There’s a kind of Sisyphean irony throughout these stories, but the absurdity of the moment doesn’t deter the characters. Raised by parents who “didn’t have ice” during the genocide, So’s characters recognize that happiness is less important than simply moving forward and meeting the day. Danger might lurk around the corner, but sometimes there’s nuance to the days and the past. His characters are survivors doing the best they can, and there seems to be hope in that possibility.
Certainly, the Cambodian voice dominates the collection. Still, the narrative voice in many of these stories is a queer man in a culture that believes “You can be as gay as you want after your life is established,” as someone tells the narrator in “The Shop.” In his essay “Baby Yeah,” (published online in N+1 Magazine shortly before his death and the publication of the collection), Veasna So writes that in graduate school he embraced
an aura of queerness described by José Esteban Muñoz in Cruising Utopia as ‘a mode of ‘being-with’ that defies social conventions and conformism and is innately heretical yet still desirous for the world.’ We were hungry for connection, a constant state of ‘being-with,’ as others failed to empathize with us, and we failed to act normal.
“Baby Yeah,” So’s raw, unfiltered memoriam to a friend who committed suicide, a friend who felt he never fit in or achieved enough.
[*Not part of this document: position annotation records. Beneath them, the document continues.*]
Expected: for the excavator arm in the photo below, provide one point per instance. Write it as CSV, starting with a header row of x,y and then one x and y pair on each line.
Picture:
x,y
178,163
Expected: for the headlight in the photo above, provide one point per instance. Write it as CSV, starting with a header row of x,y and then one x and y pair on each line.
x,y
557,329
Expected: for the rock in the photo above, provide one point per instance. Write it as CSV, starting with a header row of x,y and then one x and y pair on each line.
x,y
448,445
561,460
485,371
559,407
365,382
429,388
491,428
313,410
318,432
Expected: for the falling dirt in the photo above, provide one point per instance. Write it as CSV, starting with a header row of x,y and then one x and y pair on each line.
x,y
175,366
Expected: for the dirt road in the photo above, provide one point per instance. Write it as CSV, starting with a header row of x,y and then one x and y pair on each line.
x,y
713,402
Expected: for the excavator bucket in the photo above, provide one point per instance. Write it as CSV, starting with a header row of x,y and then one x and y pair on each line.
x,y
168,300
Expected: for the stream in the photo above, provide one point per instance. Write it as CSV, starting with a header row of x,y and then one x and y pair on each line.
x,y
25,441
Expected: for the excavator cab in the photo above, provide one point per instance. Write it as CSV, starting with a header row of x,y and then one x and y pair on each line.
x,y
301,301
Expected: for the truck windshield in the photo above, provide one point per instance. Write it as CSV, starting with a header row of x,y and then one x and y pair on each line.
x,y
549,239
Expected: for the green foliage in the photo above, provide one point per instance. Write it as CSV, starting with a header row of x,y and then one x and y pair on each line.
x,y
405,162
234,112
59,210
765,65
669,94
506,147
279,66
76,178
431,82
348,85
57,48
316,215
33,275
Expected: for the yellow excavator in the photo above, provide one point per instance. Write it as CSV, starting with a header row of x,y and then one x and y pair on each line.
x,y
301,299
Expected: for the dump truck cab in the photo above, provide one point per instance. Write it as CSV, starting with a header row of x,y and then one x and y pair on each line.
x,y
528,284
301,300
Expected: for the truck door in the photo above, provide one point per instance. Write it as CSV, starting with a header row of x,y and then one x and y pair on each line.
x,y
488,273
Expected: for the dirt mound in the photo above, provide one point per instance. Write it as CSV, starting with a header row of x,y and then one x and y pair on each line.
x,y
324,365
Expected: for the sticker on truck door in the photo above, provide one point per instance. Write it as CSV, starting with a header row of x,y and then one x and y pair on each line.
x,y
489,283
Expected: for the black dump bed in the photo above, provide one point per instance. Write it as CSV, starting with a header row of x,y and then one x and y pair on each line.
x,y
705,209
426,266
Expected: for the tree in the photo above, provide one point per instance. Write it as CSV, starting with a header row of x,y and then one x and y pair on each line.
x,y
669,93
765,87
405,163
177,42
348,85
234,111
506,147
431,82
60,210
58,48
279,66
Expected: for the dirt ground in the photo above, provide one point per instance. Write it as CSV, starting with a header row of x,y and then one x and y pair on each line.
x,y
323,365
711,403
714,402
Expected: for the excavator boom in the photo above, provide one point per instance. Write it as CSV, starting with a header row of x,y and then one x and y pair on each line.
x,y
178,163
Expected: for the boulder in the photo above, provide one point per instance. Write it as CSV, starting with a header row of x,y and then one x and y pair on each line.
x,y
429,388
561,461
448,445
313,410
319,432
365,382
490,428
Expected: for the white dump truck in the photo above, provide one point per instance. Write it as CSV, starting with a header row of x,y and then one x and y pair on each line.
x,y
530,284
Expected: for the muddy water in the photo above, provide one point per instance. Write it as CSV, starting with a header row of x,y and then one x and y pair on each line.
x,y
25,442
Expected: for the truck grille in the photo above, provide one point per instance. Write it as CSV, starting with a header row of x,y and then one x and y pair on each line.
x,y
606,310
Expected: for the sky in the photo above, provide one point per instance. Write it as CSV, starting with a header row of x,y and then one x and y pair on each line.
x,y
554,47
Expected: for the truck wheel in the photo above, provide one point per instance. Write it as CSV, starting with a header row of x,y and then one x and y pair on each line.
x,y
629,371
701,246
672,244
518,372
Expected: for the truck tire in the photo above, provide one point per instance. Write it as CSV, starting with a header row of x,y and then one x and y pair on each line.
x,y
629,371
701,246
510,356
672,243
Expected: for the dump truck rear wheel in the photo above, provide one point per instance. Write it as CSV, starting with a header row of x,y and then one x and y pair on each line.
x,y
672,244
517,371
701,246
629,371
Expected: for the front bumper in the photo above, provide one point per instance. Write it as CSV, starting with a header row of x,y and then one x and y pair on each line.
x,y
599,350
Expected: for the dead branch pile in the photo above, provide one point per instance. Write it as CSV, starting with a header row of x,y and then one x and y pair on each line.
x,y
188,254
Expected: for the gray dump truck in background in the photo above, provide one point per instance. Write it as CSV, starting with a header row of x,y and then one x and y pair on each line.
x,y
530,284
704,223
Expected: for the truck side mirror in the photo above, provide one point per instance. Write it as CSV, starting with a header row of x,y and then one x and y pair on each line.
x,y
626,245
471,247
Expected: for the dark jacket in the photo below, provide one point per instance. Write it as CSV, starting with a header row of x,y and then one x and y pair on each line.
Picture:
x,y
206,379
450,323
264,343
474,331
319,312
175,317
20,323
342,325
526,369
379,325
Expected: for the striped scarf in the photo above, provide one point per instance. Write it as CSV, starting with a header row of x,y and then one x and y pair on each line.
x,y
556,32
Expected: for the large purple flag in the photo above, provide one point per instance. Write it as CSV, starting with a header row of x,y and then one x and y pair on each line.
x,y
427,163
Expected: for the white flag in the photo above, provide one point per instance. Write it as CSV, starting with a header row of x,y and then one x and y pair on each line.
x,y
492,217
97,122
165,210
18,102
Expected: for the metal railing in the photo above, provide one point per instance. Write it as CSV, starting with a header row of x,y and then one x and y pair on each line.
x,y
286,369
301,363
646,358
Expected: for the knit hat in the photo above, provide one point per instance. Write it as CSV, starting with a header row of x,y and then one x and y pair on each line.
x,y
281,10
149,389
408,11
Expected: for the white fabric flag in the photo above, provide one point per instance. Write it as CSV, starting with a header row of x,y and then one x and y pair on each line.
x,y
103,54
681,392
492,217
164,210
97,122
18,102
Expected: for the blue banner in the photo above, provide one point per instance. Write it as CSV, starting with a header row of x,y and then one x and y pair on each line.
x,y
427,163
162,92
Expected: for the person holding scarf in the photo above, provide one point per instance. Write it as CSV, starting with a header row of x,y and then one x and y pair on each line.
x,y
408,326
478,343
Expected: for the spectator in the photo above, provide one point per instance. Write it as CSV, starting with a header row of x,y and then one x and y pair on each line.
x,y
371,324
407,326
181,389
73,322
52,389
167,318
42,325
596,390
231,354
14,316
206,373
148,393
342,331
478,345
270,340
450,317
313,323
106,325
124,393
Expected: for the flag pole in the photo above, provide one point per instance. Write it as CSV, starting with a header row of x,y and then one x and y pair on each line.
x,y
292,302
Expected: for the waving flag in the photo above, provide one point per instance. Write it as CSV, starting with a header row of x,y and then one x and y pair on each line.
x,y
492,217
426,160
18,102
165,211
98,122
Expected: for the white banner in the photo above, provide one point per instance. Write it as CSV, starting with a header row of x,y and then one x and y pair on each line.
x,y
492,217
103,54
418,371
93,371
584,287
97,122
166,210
Reading the collection, the melancholic sense of loss we feel knowing Veasna So died too soon is exacerbated because his characters realize they, like So, don’t fit in. The narrator in “Maly, Maly, Maly” knows he’ll never see every iteration of Maly’s life and ends the story packing to leave. The world where the past and present clash, it seems, is too much with Veasna So’s narrators. Defying social convention sounds good on paper, but not acting normal leaves one outside and isolated, feelings that are keenly felt by those already living Others in a nation that sends mixed messages about immigration and orientation. In some ways, one of the strengths of Veasna So’s collection is his willingness to write characters who eschew convention and who also recognize they are outsiders who wonder how their lives “fit into the equation.”
So’s collection isn’t perfect. The raw emotion of his stories is a strength, but his early death appears most keenly in some inconsistencies. Afterparties is not a story cycle, but some characters seem to appear more than once without any pattern. We see the difference in quality between stories like “Three Women of Chuck’s Donuts” and “Superking Son Strikes Again” and “Human Development,” a story unpublished prior to the collection. There are stories, as with any debut collection, we might wish were tighter and more focused. Readers can see slight differences in stories edited by major magazines prior to their inclusion and stories that might be original to the collection.
These small complaints notwithstanding, Anthony Veasna So’s work embodies the uncertainty of identity in the 21st century. In particular, negotiating these spaces becomes increasingly complex as you add layers of identities and the weight of expectations, but unlike many works that wallow in introspection, Veasna So’s narrators seem to accept the contradictions and conventions while hungering for connection. Walt Whitman in “Song of Myself” writes
Do I contradict myself?
Very well then I contradict myself,
(I am large, I contain multitudes.)
Like Whitman’s poem, a large sweeping examination of what America means and what it means to be American, So’s stories embrace the same contradictions, the same recognition that we all contain multitudes. Despite what are some uneven stories, Veasna So’s collection is worth reading if, for no other reason, to wonder what we might have seen next from this talented writer.
John Wegner is a Professor of English at Angelo State University in San Angelo, Texas. He’s published scholarly articles and book reviews on Cormac McCarthy, Nathaniel Hawthorne, Juan Felipe Herrera and others. He’s also published short fiction and Love is Not a Dirty Word and other Stories from Lamar UP.